Abstract 18323: Complication Rates of Ventricular Tachycardia Ablation: Comparison of Safety Outcomes From Real World to Contemporary Clinical Studies
Introduction: The availability, national scope and perceived unbiased nature of administrative claims data makes it an attractive choice by health care policy makers for evaluating quality and outcomes. We calculated Ventricular tachycardia (VT) ablation complication rates from national administrative data and compared them with data from randomized trials and prospective studies.
Methods: A PUBMED database search was done to identify existing studies of VT ablation. Studies were divided into clinical (randomized controlled trials (RCTs) and prospective studies). Pooled rates of vascular, cardiac, neurological complications and procedure related mortality were computed and compared to reported complication rates from administrative database studies
Results: We identified two administrative database studies of VT ablation that included a total of 14,352 procedures and 18 clinical studies with a total of 1,705 procedure. Overall complication rate in administrative studies was higher than in clinical studies (9.39% vs. 7.97%). Rates of cardiac/pericardial (4.47% vs. 2.29%) and vascular access complications (6.9% vs. 3.0%) were higher in real world studies. Neurological complications (1.17% vs. 0.45%) and procedure related mortality (1.53% vs. 1.29%) were higher in clinical studies. Among clinical studies, RCTs had the lowest reported complication rate.
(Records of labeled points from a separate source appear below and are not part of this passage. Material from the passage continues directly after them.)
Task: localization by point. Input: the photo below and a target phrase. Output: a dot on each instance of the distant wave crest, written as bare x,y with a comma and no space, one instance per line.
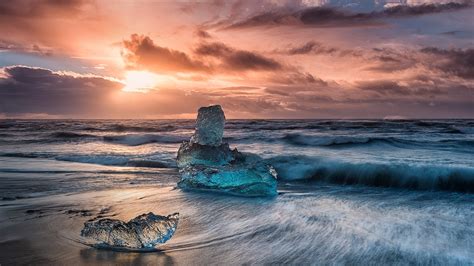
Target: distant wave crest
423,177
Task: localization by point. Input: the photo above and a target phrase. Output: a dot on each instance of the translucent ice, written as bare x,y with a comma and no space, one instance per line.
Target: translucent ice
209,126
217,167
143,231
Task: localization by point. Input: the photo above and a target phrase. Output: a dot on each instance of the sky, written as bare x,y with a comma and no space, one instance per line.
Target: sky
151,59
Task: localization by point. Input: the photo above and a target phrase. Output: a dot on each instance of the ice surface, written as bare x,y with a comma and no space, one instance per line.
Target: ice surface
143,231
196,154
209,126
217,167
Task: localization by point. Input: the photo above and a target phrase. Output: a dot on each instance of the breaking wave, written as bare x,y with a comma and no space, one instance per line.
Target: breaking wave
137,139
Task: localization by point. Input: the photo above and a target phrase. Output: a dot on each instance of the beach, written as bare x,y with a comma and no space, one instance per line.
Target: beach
52,184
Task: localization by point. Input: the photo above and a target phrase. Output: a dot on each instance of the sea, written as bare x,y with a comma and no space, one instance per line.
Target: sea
365,192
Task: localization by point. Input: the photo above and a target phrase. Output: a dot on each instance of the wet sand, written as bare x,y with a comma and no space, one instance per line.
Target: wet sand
319,225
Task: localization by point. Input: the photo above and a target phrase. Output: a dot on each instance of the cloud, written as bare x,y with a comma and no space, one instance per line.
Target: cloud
325,16
37,90
237,60
140,52
453,61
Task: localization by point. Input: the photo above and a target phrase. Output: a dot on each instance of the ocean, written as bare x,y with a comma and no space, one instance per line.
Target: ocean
350,191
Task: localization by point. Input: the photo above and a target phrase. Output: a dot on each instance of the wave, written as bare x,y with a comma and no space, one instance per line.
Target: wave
411,176
110,160
346,141
137,139
70,135
328,141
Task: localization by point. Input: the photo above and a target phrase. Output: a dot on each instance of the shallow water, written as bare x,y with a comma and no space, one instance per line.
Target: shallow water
350,192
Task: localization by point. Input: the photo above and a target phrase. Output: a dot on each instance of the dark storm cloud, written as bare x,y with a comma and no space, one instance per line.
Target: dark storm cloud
325,16
140,52
454,61
237,60
317,48
313,48
296,77
37,90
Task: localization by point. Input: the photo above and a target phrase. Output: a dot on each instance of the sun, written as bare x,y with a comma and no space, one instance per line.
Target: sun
140,81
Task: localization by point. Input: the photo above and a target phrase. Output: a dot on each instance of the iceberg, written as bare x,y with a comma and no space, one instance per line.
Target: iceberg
205,163
142,232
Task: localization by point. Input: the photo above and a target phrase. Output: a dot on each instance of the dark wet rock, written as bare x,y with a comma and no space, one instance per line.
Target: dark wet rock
209,126
143,231
79,212
218,168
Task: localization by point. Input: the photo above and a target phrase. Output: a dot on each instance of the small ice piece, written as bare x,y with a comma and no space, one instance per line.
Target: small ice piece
143,231
209,126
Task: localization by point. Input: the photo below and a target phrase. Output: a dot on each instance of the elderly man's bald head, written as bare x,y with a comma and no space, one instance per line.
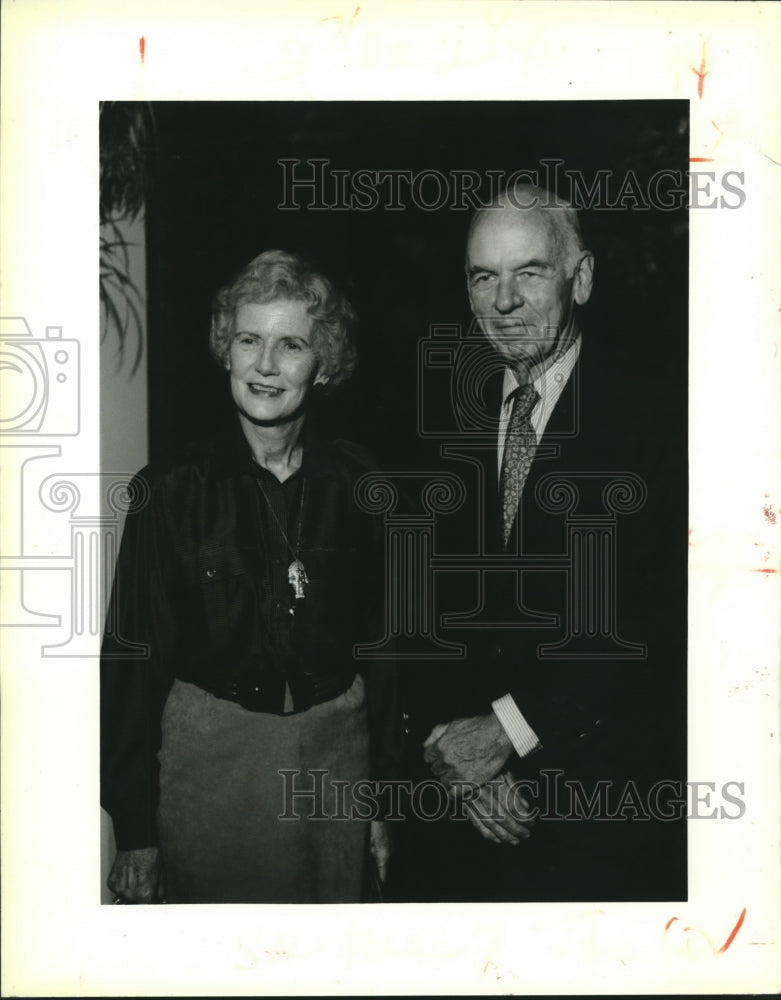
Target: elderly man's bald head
559,215
527,271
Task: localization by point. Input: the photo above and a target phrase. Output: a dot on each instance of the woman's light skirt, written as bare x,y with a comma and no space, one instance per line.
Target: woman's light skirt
259,808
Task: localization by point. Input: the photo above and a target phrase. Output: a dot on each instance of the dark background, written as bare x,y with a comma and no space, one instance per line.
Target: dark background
214,184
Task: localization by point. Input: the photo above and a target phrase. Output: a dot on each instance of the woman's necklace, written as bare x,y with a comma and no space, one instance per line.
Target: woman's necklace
296,573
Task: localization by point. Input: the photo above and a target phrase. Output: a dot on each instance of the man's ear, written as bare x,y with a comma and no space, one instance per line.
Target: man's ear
583,280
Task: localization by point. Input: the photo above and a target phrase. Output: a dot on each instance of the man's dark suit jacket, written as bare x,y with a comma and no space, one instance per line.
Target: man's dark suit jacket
615,714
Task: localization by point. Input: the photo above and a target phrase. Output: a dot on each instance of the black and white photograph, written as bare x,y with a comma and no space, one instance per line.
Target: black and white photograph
377,627
390,484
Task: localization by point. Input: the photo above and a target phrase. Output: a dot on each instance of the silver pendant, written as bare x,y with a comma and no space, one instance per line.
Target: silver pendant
296,577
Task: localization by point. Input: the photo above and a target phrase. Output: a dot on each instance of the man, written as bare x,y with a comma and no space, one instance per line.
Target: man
527,708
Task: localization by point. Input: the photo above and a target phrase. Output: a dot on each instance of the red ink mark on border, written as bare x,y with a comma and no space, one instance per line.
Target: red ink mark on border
701,73
735,930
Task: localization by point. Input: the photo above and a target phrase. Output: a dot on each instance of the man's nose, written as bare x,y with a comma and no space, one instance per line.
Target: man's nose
508,295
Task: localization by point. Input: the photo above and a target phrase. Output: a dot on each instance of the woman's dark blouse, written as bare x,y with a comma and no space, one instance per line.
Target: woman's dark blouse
201,594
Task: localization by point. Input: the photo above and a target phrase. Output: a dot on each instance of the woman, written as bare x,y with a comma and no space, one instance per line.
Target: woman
235,725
Conclusion: Despite substantial improvement, “real-world” complication rates from administrative data remain higher than those reported in RCTs. The discrepancy may be attributable to differences in operator skills, selection bias and variation in data quality. Use of large databases provides an important analytical resource as we embark on improving national health care efficacy and safety in the current challenging environment.
Author Disclosures: N.K. Pothineni: None. A. Deshmukh: None. D. Padmanabhan: None. S. Kovelamudi: None. S. Mulpuru: None. P.A. Noseworthy: None. H. Paydak: None.
- © 2015 by American Heart Association, Inc.